The PMO is a service group within OIT. Basic project management and business analysis services are provided to teams that need this function. Typically projects that are candidates for the PMO include:

  1. Projects that cross multiple divisions or teams within OIT where significant coordination of effort is needed.  
  2. Projects that cross campus client departments or involve the entire campus or UCI Medical Center. 
  3. A project that has no sponsoring group within OIT or is an orphan project.
  4. Urgent or high profile projects that are assigned to teams that are short on PM or business analysis resources or skill sets.   
  5. A VIP mandate or highly urgent project that is out of scope for any OIT team.

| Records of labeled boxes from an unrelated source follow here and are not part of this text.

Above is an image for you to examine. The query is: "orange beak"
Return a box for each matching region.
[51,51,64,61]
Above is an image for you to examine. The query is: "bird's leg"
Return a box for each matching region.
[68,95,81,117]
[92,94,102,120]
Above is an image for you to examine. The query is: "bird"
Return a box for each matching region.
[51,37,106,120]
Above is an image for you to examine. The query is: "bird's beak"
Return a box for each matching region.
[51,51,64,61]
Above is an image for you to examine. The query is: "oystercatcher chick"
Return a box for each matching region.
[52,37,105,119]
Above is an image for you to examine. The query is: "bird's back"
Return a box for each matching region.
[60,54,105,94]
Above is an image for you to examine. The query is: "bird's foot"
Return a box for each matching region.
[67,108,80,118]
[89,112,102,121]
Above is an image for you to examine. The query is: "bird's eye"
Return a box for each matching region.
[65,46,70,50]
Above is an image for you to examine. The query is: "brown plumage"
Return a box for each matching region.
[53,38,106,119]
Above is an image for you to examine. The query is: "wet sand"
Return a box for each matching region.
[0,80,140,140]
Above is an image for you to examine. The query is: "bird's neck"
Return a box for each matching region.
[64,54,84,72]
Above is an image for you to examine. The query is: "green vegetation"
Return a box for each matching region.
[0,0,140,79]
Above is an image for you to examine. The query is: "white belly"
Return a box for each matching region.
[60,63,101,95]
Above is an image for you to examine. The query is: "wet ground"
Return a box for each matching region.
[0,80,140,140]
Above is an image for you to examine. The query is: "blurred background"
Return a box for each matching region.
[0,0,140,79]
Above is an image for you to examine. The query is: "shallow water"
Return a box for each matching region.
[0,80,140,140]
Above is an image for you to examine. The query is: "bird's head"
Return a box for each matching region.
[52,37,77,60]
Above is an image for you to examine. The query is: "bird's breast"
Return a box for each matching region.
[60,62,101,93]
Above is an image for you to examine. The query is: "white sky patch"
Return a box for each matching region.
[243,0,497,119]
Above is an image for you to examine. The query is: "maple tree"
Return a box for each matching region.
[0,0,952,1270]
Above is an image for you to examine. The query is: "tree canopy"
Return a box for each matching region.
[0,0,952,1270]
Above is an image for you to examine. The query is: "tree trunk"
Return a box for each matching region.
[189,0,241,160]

Broad areas where the PMO may be positioned to assist include:

  • Project-specific: Overseeing the success of a particular project.
  • Departmental: Supporting a specific business unit or division by coordinating multiple projects within a unit, establishing priorities, managing project resources and related costs and maintaining a consistent project delivery schedule.  A departmental PMO would work with senior management to determine overall priorities, then establish a clear criteria that dictates how each project should be handled. As new requests for IT services come in, the PMO would evaluate these requests against this criteria to develop a realistic forecast on how and when a project will be completed according to its priority level.  The PMO would then oversee the execution of these projects to ensure they’re on time and fall within budget and scope. For example, if a client asked to add or change certain features in a software system being developed, the PMO would collect and provide data to explain how this change in scope will affect the project in terms of cost and schedule, setting realistic expectations for when it can be completed.
  • Center of Excellence: Providing project managers with ongoing organization-wide training, process improvement, methodology, and tools.  Overseeing the OIT Unified SDLC and its implementation.  Overseeing implementation of the PM standards and framework in ServiceNow or other tools adopted within OIT. Review available project and SDLC frameworks to determine which is the best fit for a particular project profile or scope.